Из трубы одного дома валит дым. Он не подымается к небу, а опадает книзу, беспомощно свивается кольцами в воздухе и, наконец, разлетается по снегу.

Кучка евреев, слоняющихся без дела, стоит на пустой базарной площади вокруг саней, привезших на продажу камыш для топки печей. Они подсмеиваются над заупрямившимся мужиком, заломившим непомерную цену, и изводят его своими колкими словечками. А одетые по-зимнему лавочники, скучающие у дверей своих лавок, наблюдают это издалека и с довольным видом посмеиваются.

Базарная площадь пуста, и только на небольшом пространстве перед домом Авроома-Мойше Бурнеса – отца бывшего жениха Миреле, стоит пять-шесть пар запряженных помещичьих саней в ожидании хозяев, которые сидят у Бурнеса. За лошадьми смотрят бойкие кучера в меховых тулупах; от нечего делать они разглядывают соседских лошадей, делая при этом тоном знатоков замечания:

– Эта, наверное, скоро ослепнет на левый глаз.

– А вон та всегда тянет заднюю ногу…

А лошади стоят на одном месте и делают свое – потряхивают то и дело головами, чтобы сбросить с себя застывший пот, и при этом звенят на их шеях бесчисленные маленькие бубенчики; рассказывают эти бубенчики улице о том, что происходит в стенах дома.

О богатых гостях-помещиках, которые там, в пропахшем табачным дымом кабинетике делают займы; и о крупных торговцах-спекулянтах, которые не боятся совершать сделки за год вперед; и о том, что в красивой полутемной передней, битком набитой людьми, сидят в ожидании экономы и посыльные, готовые в любую минуту вытянуться во фронт перед выходящим барином, принять поручение, а потом помчаться кто куда.
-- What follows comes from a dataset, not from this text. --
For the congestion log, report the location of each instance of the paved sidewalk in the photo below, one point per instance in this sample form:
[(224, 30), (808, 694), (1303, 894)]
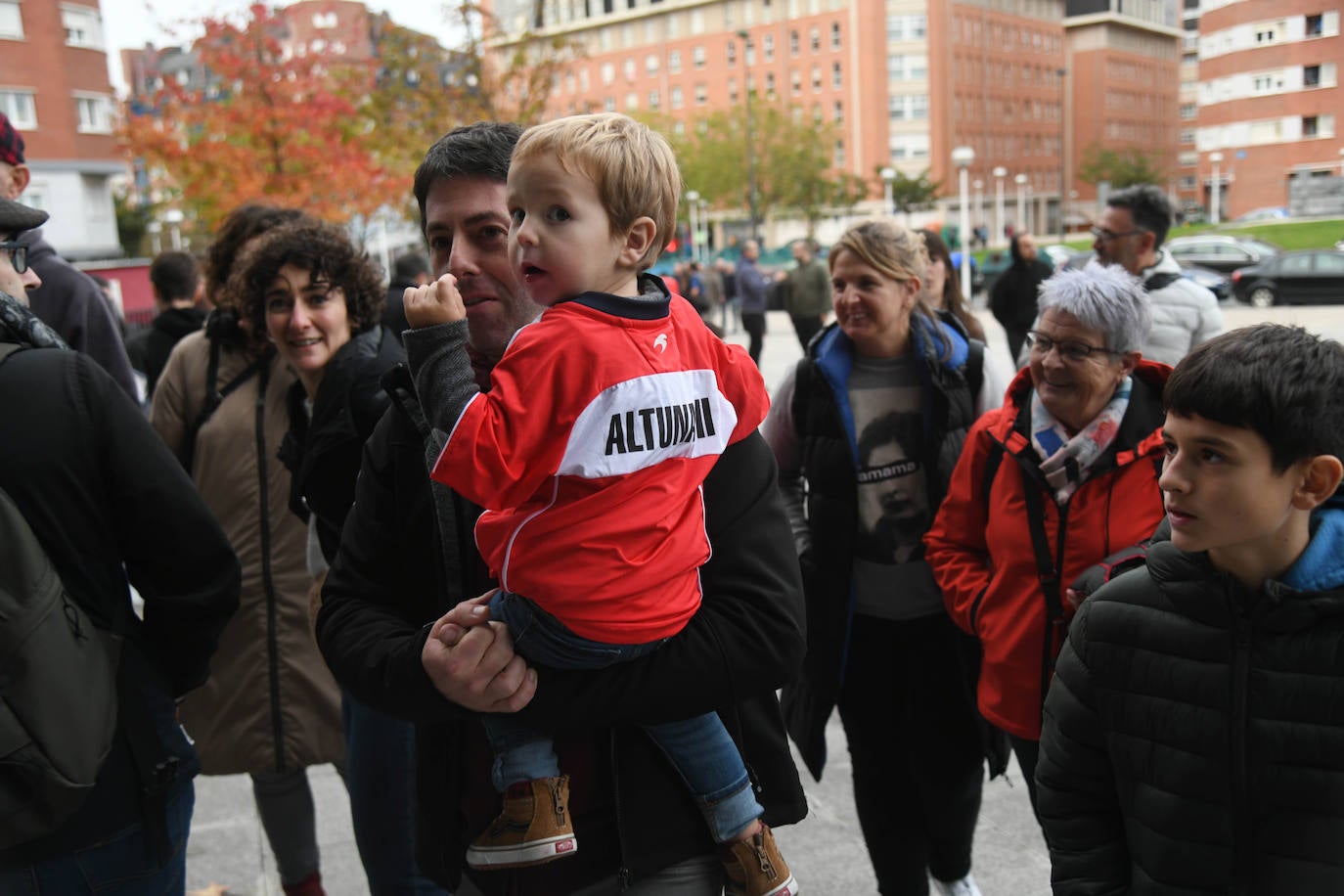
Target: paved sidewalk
[(227, 846)]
Как-то не по себе становилось всегда Липкису, когда случалось ему проходить с Миреле мимо этого дома.

Всеми силами старался он забыть о существовании этого дома и оттого усиленно пытался навести себя на серьезные размышления: «Вот через два года приблизительно окончу я медицинский факультет…»
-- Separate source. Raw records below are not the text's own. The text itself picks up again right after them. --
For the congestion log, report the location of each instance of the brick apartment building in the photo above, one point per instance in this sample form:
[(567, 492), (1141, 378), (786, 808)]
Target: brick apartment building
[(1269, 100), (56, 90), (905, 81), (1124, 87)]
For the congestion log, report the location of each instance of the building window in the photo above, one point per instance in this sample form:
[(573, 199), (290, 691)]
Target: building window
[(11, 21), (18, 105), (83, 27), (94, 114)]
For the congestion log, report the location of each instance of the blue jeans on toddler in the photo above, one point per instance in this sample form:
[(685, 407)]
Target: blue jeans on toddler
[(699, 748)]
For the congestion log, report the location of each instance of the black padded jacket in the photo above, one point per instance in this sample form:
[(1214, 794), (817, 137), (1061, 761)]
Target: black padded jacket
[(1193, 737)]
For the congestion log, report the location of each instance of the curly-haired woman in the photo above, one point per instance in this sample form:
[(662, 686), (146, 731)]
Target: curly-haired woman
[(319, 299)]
Но Миреле как назло постоянно поворачивала голову к этому дому да еще изводила всякими замечаниями:

– Нет, скажи ты сам: зачем понадобилось им выкрасить ставни снаружи в голубой цвет? Ведь это просто режет глаза.

Или:

– Они все – и Авроом-Мойше Бурнес, и Броха с Фейгой, сестры моего бывшего жениха – такие милые люди… Я их когда-то очень любила, да и теперь иногда хочется мне их повидать…
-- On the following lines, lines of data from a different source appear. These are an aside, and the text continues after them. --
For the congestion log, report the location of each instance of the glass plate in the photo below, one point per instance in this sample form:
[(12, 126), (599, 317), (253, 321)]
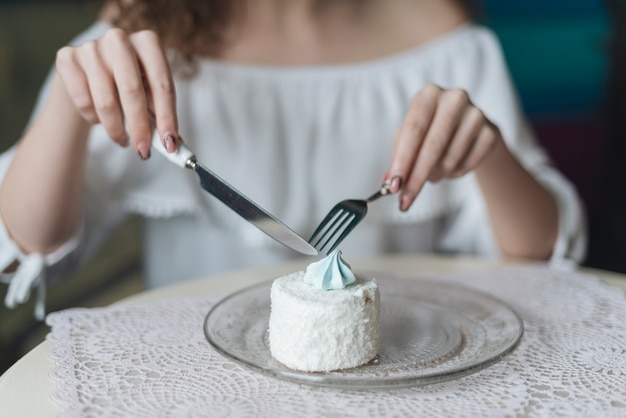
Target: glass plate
[(430, 332)]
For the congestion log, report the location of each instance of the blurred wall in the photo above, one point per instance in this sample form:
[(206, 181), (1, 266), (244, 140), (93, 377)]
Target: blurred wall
[(560, 59), (30, 34)]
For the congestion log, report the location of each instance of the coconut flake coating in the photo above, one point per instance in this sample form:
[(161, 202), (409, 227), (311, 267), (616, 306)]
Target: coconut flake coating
[(322, 330)]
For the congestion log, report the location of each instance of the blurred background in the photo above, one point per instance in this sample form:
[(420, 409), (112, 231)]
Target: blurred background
[(566, 57)]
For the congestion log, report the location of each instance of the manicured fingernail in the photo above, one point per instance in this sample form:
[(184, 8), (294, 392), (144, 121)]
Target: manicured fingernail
[(143, 149), (395, 184), (168, 139), (405, 202)]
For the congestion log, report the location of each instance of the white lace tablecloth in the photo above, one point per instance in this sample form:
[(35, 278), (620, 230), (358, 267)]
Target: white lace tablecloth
[(152, 360)]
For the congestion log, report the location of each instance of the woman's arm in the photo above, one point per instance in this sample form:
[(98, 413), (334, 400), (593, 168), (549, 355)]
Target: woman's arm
[(445, 136), (121, 81)]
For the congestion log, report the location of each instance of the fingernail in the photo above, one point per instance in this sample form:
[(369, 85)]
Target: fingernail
[(168, 139), (396, 184), (405, 202), (143, 149)]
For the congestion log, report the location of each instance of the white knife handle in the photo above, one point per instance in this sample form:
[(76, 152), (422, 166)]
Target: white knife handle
[(181, 157)]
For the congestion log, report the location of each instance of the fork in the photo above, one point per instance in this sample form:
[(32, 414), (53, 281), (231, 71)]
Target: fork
[(343, 218)]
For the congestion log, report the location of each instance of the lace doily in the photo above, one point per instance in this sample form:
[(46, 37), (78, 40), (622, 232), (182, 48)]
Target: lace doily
[(152, 360)]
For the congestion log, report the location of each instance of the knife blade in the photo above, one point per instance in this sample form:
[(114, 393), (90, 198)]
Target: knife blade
[(235, 200)]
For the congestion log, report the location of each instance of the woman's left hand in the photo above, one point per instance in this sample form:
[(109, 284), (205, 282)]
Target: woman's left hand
[(443, 136)]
Липкис выходил из себя и терял самообладание:

– В конце концов, я перестаю понимать, о ком вы так деликатно выражаться изволите… Вообще все существа делятся на два разряда: есть люди и есть скоты. Сам собою возникает вопрос: ежели эти свиньи – люди, то, скажем, я, Липкис – кто я такой?

Тут Миреле повернулась к нему и так странно на него поглядела:

– Милостивый государь, не можете ли вы отложить свои мудрствования на завтра?

За всю дорогу потом не проронил он ни словечка, шел рядом с нею угрюмый и терзался сомнениями: «Как же это так? Если каждая его серьезная мысль представляется ей глупостью…»

А она не оглянулась на него даже тогда, когда они, пройдя всю длинную улицу, вышли за околицу города и остановились на заснеженном пустыре – обычном месте прогулок.

Глядя на исчезавшую в густом тумане дорогу, ведущую к хутору бывшего жениха, она сказала тихо и задумчиво:

– Послушайте, Липкис: если б я была такая злая, как вы, я задушила бы себя собственными руками.

И долго еще стояла она, глядя неотрывно на дорогу печальными глазами.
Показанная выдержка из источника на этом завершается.